Hypoxic-ischemic encephalopathy (HIE) is a leading cause of severe neurological impairments in childhood. Therapeutic hypothermia (TH) is both safe and effective in neonates born at ≥36 weeks gestation with moderate to severe HIE. We aimed to evaluate short-term outcomes-including brain injury detected on magnetic resonance imaging (MRI)-in infants born at 34-35 weeks of gestation drawing on our clinical experience with neonates under 36 weeks of gestational age (GA). In this retrospective cohort study, 20 preterm infants with a GA of 34 to 35 weeks and a matched cohort of 80 infants with a GA of ≥36 weeks who were diagnosed with moderate to severe HIE and underwent TH were included. Infants were matched in a 1:4 ratio based on the worst base deficit in blood gas and sex. Maternal and neonatal characteristics, brain MRI findings and short term outcomes were compared. Infants with a GA of 34-35 weeks had a lower birth weight and a higher rate of caesarean delivery (both < 0.001). Apgar scores, sex, intubation rate in delivery room, blood gas pH, base deficit and lactate were comparable between the groups. Compared to infants born at ≥36 weeks of GA, preterm neonates were more likely to receive inotropes, had a longer time to achieve full enteral feeding, and experienced a longer hospital stay. The mortality rate was 10% in the 34-35 weeks GA group. Neuroimaging revealed injury in 66.7% of infants born at 34-35 weeks of gestation and in 58.8% of those born at ≥36 weeks ( = 0.56). Injury was observed across multiple brain regions, with white matter being the most frequently affected in the 34-35 weeks GA group. Thalamic and cerebellar abnormal signal intensity or diffusion restriction, punctate white matter lesions, and diffusion restriction in the corpus callosum and optic radiations were more frequently detected in infants born at 34-35 weeks of gestation. Our study contributes to the growing body of literature suggesting that TH may be feasible and tolerated in late preterm infants. Larger randomized controlled trials focused on this vulnerable population are necessary to establish clear guidelines regarding the safety and efficacy of TH in late preterm infants.
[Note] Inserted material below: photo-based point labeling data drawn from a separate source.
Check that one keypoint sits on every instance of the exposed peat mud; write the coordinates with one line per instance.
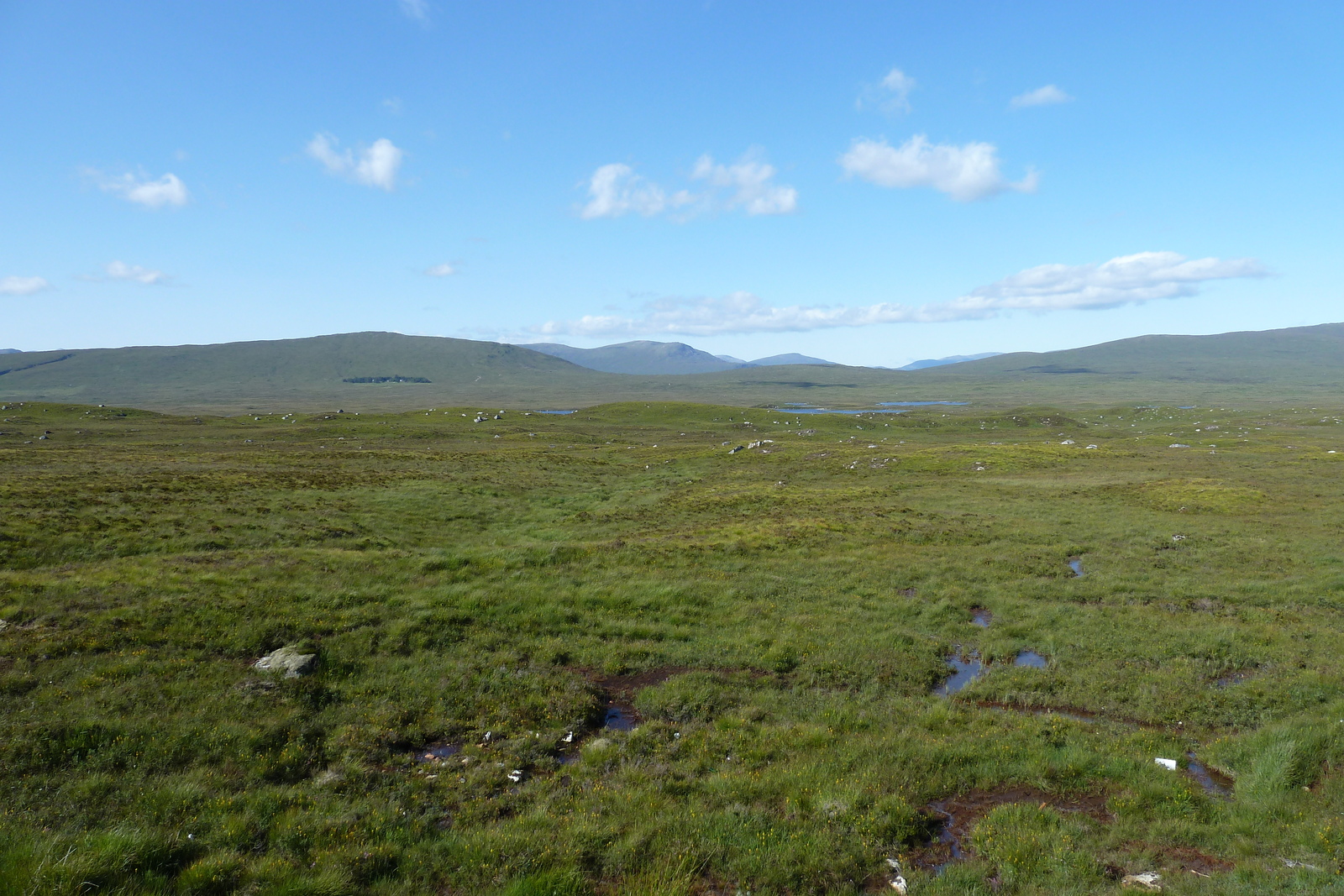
(958, 815)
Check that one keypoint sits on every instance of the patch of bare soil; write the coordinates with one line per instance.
(960, 815)
(1182, 859)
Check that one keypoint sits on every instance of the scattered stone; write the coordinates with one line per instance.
(291, 661)
(898, 882)
(328, 778)
(1148, 880)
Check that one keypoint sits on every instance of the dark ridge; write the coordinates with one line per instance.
(1052, 369)
(29, 367)
(396, 378)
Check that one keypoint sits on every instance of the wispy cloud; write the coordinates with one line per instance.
(140, 188)
(1047, 96)
(750, 183)
(891, 94)
(24, 285)
(414, 9)
(132, 275)
(375, 165)
(746, 184)
(616, 190)
(965, 172)
(1121, 281)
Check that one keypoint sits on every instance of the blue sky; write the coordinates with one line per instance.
(864, 181)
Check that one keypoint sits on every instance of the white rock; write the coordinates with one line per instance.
(289, 661)
(1148, 880)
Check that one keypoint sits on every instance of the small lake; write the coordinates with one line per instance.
(882, 407)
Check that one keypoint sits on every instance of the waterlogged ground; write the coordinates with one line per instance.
(598, 653)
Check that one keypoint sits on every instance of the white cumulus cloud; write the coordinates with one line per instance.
(414, 9)
(891, 94)
(616, 190)
(375, 165)
(965, 172)
(24, 285)
(746, 184)
(134, 275)
(750, 183)
(1047, 96)
(141, 188)
(1120, 281)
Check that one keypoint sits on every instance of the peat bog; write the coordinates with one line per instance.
(598, 653)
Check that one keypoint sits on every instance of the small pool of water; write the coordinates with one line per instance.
(831, 410)
(964, 672)
(618, 718)
(438, 752)
(1032, 660)
(917, 403)
(1213, 781)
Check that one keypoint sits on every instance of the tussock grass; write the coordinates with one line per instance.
(790, 607)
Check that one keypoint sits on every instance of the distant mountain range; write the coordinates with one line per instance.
(389, 371)
(659, 359)
(951, 359)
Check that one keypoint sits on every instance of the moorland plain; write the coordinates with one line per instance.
(774, 621)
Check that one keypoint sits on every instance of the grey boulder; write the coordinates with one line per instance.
(289, 661)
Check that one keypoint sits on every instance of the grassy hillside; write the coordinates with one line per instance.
(1288, 365)
(638, 358)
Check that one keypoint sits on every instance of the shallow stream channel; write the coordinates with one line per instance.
(958, 815)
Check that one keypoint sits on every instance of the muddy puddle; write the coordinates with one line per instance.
(1234, 679)
(958, 815)
(968, 668)
(436, 752)
(1214, 782)
(964, 671)
(618, 712)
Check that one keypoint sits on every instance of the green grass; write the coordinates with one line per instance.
(792, 605)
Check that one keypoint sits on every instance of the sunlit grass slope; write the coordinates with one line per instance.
(781, 611)
(1274, 367)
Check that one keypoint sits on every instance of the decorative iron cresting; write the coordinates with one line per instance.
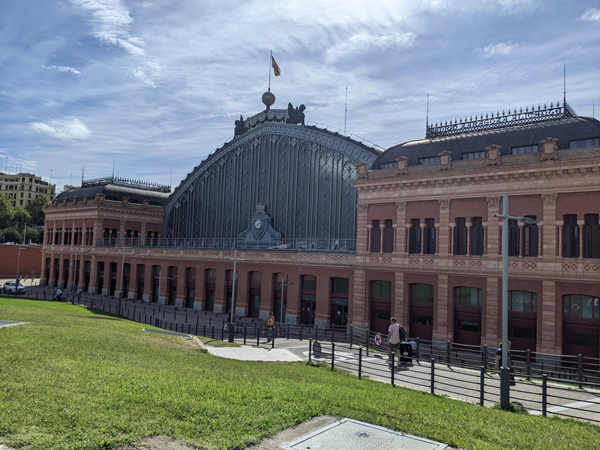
(500, 120)
(127, 182)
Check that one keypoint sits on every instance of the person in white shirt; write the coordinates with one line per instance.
(394, 339)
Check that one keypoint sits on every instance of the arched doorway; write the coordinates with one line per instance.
(421, 310)
(381, 305)
(467, 315)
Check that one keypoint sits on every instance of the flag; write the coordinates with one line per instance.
(276, 69)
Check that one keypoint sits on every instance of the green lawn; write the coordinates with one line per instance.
(77, 379)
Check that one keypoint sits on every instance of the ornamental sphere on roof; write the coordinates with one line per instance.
(268, 99)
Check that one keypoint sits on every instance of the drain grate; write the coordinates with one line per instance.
(348, 434)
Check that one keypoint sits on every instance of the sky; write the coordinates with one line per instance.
(157, 85)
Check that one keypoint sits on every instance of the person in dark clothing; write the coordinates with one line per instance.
(509, 362)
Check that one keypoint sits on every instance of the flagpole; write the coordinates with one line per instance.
(270, 63)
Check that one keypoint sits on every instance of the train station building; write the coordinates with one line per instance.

缺氧缺血性脑病(HIE)是儿童严重神经功能障碍的主要原因。治疗性低温(TH)对于孕周≥36周且患有中度至重度HIE的新生儿来说既安全又有效。基于我们对孕周小于36周的新生儿的临床经验,我们旨在评估孕周为34 - 35周的婴儿的短期结局,包括磁共振成像(MRI)检测到的脑损伤。在这项回顾性队列研究中,纳入了20名孕周为34至35周的早产儿以及80名孕周≥36周、被诊断为中度至重度HIE并接受TH治疗的匹配队列婴儿。婴儿根据血气中最严重的碱缺失和性别以1:4的比例进行匹配。比较了母婴特征、脑MRI结果和短期结局。孕周为34 - 35周的婴儿出生体重较低且剖宫产率较高(均<0.001)。两组之间的阿氏评分、性别、产房插管率、血气pH值、碱缺失和乳酸水平具有可比性。与孕周≥36周出生的婴儿相比,早产新生儿更有可能接受强心剂治疗,实现完全肠内喂养的时间更长,住院时间也更长。孕周为34 - 35周组的死亡率为10%。神经影像学显示,孕周为34 - 35周的婴儿中有66.7%存在脑损伤,孕周≥36周的婴儿中有58.8%存在脑损伤(P = 0.56)。在多个脑区均观察到损伤,在孕周为34 - 35周组中,白质是最常受影响的部位。在孕周为34 - 35周出生的婴儿中,更频繁地检测到丘脑和小脑的异常信号强度或弥散受限、点状白质病变以及胼胝体和视辐射的弥散受限。我们的研究为越来越多的文献提供了依据,表明TH在晚期早产儿中可能是可行的且可耐受的。有必要开展针对这一脆弱人群的更大规模随机对照试验,以确立关于TH在晚期早产儿中的安全性和有效性的明确指南。